With improved farming and marketing practices, it seems the sky will be the limit for Australia's $200 million a year peanut industry.
The potential to double the size of Australia's peanut industry and to build upon the success of peanut butter in the 'Buy Australian' campaign was the clear message delivered to growers and farm advisers at the Peanut Industry Update 2000, held at Kingaroy recently.
Participants heard that although top growers are obtaining high yields with returns rivalling cotton, many growers are settling for much less.
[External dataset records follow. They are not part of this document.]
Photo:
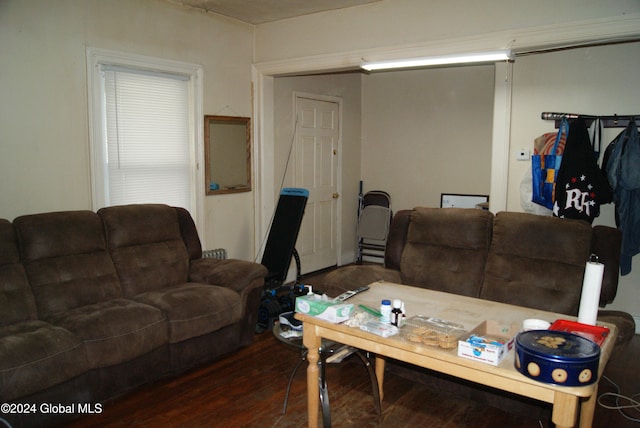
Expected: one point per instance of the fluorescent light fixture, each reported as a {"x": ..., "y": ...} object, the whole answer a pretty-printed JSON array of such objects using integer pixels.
[{"x": 440, "y": 60}]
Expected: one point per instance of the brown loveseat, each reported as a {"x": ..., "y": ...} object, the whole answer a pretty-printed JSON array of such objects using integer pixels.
[
  {"x": 510, "y": 257},
  {"x": 93, "y": 304},
  {"x": 515, "y": 258}
]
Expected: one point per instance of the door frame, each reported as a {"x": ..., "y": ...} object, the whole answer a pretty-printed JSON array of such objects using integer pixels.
[{"x": 338, "y": 101}]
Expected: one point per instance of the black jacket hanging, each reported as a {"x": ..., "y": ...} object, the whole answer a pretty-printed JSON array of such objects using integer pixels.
[{"x": 580, "y": 187}]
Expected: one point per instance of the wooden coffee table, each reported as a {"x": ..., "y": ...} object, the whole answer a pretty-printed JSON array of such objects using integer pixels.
[{"x": 567, "y": 401}]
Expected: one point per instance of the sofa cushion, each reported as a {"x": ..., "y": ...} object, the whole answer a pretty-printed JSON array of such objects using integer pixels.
[
  {"x": 115, "y": 331},
  {"x": 446, "y": 249},
  {"x": 537, "y": 262},
  {"x": 146, "y": 247},
  {"x": 66, "y": 260},
  {"x": 194, "y": 309},
  {"x": 16, "y": 298},
  {"x": 35, "y": 355}
]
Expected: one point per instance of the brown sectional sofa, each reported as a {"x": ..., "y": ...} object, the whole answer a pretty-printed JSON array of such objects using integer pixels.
[
  {"x": 94, "y": 304},
  {"x": 515, "y": 258}
]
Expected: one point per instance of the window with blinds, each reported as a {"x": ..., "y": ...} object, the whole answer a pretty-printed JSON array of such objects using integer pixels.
[
  {"x": 146, "y": 149},
  {"x": 146, "y": 130}
]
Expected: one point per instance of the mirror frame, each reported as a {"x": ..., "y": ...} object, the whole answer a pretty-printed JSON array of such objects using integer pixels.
[{"x": 208, "y": 120}]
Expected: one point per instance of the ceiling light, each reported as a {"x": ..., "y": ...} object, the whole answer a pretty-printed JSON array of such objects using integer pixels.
[{"x": 440, "y": 60}]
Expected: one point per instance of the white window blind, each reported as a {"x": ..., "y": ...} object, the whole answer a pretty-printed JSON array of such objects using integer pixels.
[{"x": 147, "y": 152}]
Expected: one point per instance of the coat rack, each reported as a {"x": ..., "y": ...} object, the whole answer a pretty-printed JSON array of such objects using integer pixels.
[{"x": 614, "y": 121}]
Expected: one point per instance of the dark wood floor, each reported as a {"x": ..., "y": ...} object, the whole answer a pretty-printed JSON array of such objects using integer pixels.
[{"x": 246, "y": 389}]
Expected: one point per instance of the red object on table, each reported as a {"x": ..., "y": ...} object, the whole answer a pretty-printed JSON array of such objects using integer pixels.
[{"x": 594, "y": 333}]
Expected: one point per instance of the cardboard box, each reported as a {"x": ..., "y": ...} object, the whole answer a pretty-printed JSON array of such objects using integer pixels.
[
  {"x": 328, "y": 310},
  {"x": 489, "y": 342}
]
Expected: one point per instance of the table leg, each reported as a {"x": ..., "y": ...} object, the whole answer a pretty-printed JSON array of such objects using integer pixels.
[
  {"x": 565, "y": 410},
  {"x": 380, "y": 375},
  {"x": 312, "y": 342},
  {"x": 587, "y": 410}
]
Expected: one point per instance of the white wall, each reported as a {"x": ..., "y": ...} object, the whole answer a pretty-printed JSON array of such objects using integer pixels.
[
  {"x": 427, "y": 132},
  {"x": 597, "y": 80},
  {"x": 397, "y": 27},
  {"x": 44, "y": 148}
]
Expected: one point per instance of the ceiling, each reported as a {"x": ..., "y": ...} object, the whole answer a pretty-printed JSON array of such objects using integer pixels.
[{"x": 261, "y": 11}]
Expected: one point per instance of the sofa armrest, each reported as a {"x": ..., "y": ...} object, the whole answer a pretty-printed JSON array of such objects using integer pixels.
[
  {"x": 396, "y": 239},
  {"x": 234, "y": 274},
  {"x": 625, "y": 323}
]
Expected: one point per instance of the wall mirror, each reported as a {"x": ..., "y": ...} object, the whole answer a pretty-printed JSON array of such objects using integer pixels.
[{"x": 227, "y": 153}]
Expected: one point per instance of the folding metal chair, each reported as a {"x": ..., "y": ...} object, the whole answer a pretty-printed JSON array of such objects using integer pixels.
[{"x": 374, "y": 219}]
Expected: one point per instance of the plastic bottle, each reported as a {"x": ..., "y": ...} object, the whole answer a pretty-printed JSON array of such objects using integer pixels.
[
  {"x": 396, "y": 313},
  {"x": 385, "y": 310}
]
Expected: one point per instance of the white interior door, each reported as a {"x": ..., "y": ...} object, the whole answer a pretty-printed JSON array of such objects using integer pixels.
[{"x": 316, "y": 169}]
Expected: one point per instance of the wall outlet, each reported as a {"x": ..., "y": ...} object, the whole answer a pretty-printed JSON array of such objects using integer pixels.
[{"x": 523, "y": 154}]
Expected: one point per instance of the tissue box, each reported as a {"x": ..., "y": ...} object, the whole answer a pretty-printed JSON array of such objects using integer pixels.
[
  {"x": 320, "y": 307},
  {"x": 489, "y": 342}
]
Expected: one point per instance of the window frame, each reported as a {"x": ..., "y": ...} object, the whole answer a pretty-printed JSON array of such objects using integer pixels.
[{"x": 97, "y": 128}]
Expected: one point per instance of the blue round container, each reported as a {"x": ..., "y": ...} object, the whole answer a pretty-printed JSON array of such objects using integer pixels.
[{"x": 557, "y": 357}]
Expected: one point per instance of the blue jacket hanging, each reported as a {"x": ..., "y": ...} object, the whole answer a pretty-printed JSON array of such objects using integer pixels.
[{"x": 623, "y": 172}]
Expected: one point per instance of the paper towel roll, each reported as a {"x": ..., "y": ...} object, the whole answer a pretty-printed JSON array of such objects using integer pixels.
[{"x": 590, "y": 297}]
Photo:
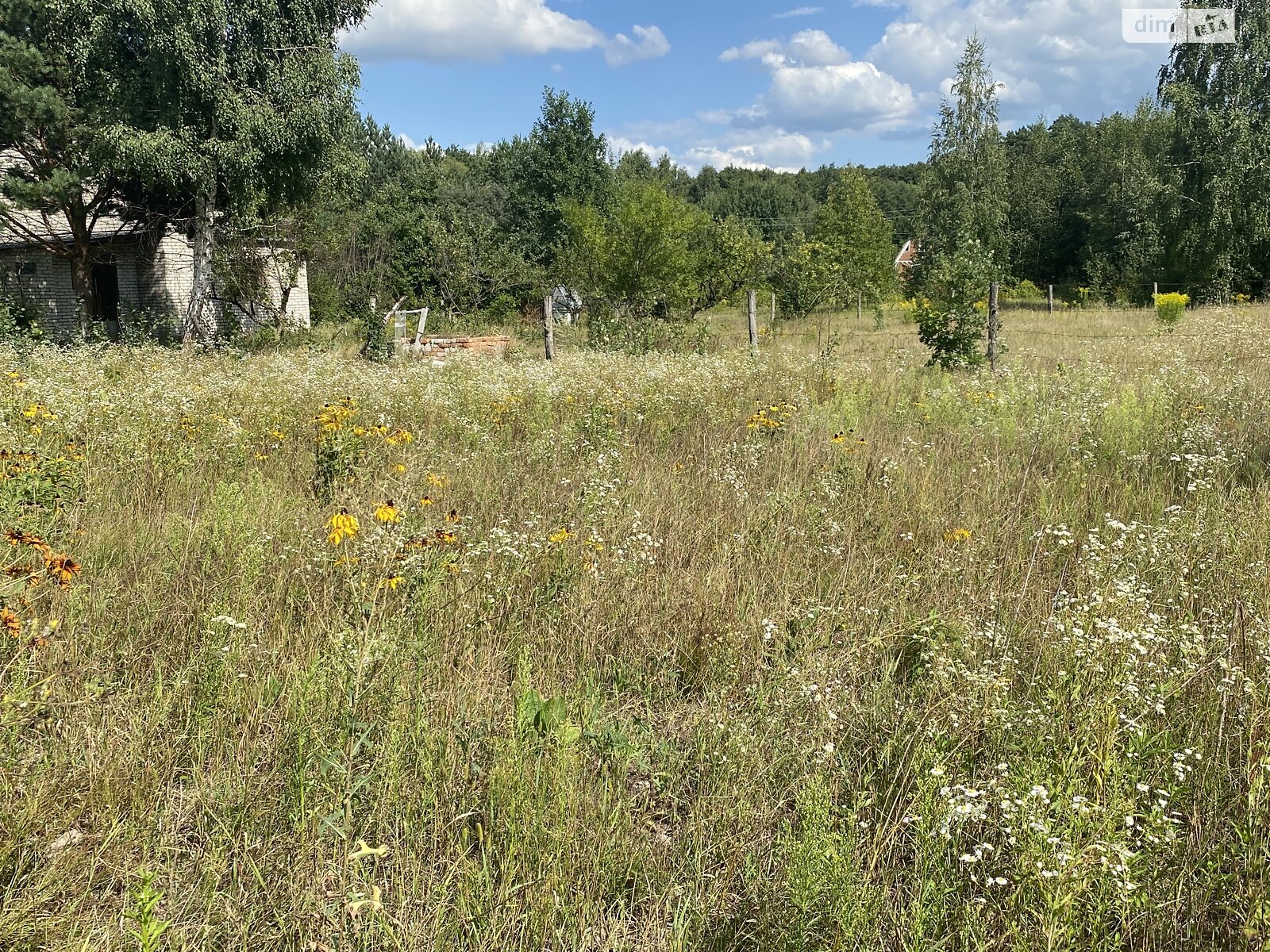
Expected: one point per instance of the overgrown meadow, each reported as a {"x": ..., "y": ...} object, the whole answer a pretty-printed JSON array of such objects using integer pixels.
[{"x": 825, "y": 651}]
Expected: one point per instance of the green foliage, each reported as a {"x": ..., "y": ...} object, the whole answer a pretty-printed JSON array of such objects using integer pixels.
[
  {"x": 149, "y": 927},
  {"x": 1219, "y": 94},
  {"x": 727, "y": 255},
  {"x": 1170, "y": 309},
  {"x": 652, "y": 255},
  {"x": 1024, "y": 291},
  {"x": 543, "y": 717},
  {"x": 168, "y": 111},
  {"x": 963, "y": 217},
  {"x": 19, "y": 319},
  {"x": 857, "y": 239},
  {"x": 950, "y": 314},
  {"x": 964, "y": 194},
  {"x": 634, "y": 260},
  {"x": 804, "y": 276}
]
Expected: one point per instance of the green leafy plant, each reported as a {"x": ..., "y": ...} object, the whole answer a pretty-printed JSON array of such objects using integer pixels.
[
  {"x": 949, "y": 317},
  {"x": 150, "y": 927},
  {"x": 544, "y": 717},
  {"x": 1170, "y": 309}
]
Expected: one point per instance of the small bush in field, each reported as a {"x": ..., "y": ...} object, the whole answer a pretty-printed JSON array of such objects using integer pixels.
[{"x": 1170, "y": 309}]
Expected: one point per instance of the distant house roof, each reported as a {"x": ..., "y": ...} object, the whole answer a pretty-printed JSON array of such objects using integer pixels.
[
  {"x": 27, "y": 228},
  {"x": 907, "y": 254}
]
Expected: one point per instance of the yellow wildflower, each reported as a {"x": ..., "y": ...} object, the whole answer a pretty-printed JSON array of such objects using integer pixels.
[{"x": 342, "y": 526}]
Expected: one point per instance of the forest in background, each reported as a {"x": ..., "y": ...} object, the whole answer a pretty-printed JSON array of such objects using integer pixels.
[{"x": 260, "y": 140}]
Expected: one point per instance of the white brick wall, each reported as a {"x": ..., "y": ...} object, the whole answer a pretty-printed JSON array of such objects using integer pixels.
[
  {"x": 50, "y": 289},
  {"x": 158, "y": 283}
]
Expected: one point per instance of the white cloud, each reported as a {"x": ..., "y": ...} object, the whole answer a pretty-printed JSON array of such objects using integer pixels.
[
  {"x": 651, "y": 44},
  {"x": 816, "y": 86},
  {"x": 812, "y": 48},
  {"x": 1052, "y": 56},
  {"x": 455, "y": 31},
  {"x": 743, "y": 149},
  {"x": 759, "y": 149},
  {"x": 620, "y": 145}
]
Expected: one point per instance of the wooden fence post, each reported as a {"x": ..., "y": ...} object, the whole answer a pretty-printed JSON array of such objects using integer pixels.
[
  {"x": 548, "y": 328},
  {"x": 992, "y": 324},
  {"x": 753, "y": 323}
]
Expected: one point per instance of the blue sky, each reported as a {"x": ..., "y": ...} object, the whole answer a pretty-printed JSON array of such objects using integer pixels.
[{"x": 757, "y": 84}]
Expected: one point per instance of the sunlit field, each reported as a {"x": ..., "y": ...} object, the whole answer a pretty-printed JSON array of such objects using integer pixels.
[{"x": 825, "y": 651}]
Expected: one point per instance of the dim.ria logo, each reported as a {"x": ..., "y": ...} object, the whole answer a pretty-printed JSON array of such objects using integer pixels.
[{"x": 1170, "y": 25}]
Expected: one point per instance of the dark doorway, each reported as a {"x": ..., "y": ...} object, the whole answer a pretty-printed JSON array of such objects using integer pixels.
[{"x": 106, "y": 290}]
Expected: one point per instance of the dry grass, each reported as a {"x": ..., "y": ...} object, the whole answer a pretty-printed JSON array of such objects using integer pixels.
[{"x": 940, "y": 662}]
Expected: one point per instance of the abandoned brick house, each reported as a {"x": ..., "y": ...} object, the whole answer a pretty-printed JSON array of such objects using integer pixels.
[{"x": 141, "y": 279}]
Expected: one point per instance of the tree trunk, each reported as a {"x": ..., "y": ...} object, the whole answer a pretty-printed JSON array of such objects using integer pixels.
[
  {"x": 86, "y": 295},
  {"x": 82, "y": 255},
  {"x": 196, "y": 325}
]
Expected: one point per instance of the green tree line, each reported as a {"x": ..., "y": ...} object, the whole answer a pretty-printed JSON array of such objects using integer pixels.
[{"x": 234, "y": 121}]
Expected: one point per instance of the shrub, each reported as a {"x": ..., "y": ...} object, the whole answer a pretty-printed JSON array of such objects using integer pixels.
[
  {"x": 1026, "y": 291},
  {"x": 949, "y": 321},
  {"x": 1170, "y": 309}
]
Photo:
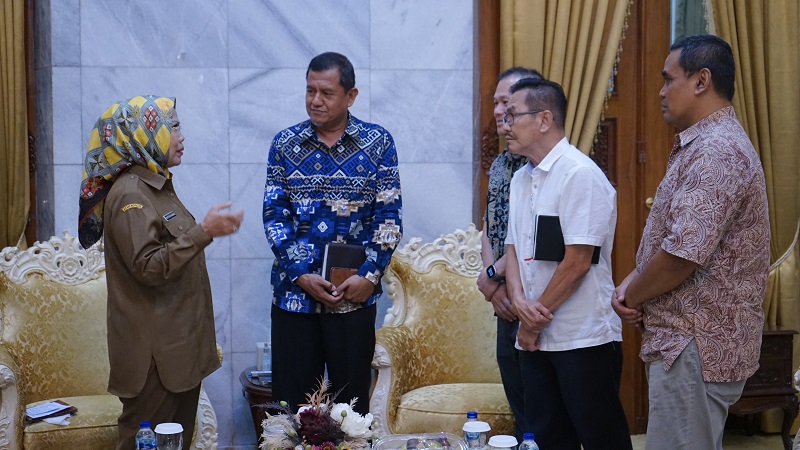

A current research project aims to close the gap between current and potential yields, and is reported elsewhere on this page.
The Queensland Department of Primary Industries organised the Peanut Industry Update with the support of growers and the Federal Government through the GRDG. The Update is one of the annual series of GRDC-initiated Research Updates organised to help keep growers and farm advisers up to date with technological advances flowing from grains research.
Businessman, adventurer and entrepreneur Dick Smith, whose 'Buy Australian' campaign has done wonders for the national profile of peanut butter, encouraged growers to keep communicating that they grow the best peanuts in the world.
In the face of a domestic food manufacture and processing industry heavily dominated by foreign
ownership, Dick Smith reported that the Australian-owned peanut butter marketed under his name has now gained 20 per cent of the market through just one crunchy and one smooth line.
"We've had total sales of $35 million in nine months and $10.8 million of that came from our peanut butter, which tastes good, is competitively priced, and has the positive asset of being nationally recognised as coming from Australian farms."
A further plus for the peanut industry is that Kraft, which has a 60 per cent share of the Australia's market, uses Australian peanuts in its peanut butter.
Readers might like to contemplate Dick Smith's figures on foreign ownership percentage of favourite Australian food products.
Peanut butter manufacture is still 80 per cent foreign-owned. This now compares favourably to other products including jam (82 per cent), tomato sauce (84 per cent), gravy mix (87 per cent), processed cheese (88 per cent), biscuits (91 per cent), jelly including Aeroplane Jelly (93 per cent), yeast extract including Vegemite (98 per cent), and baby food (100 per cent).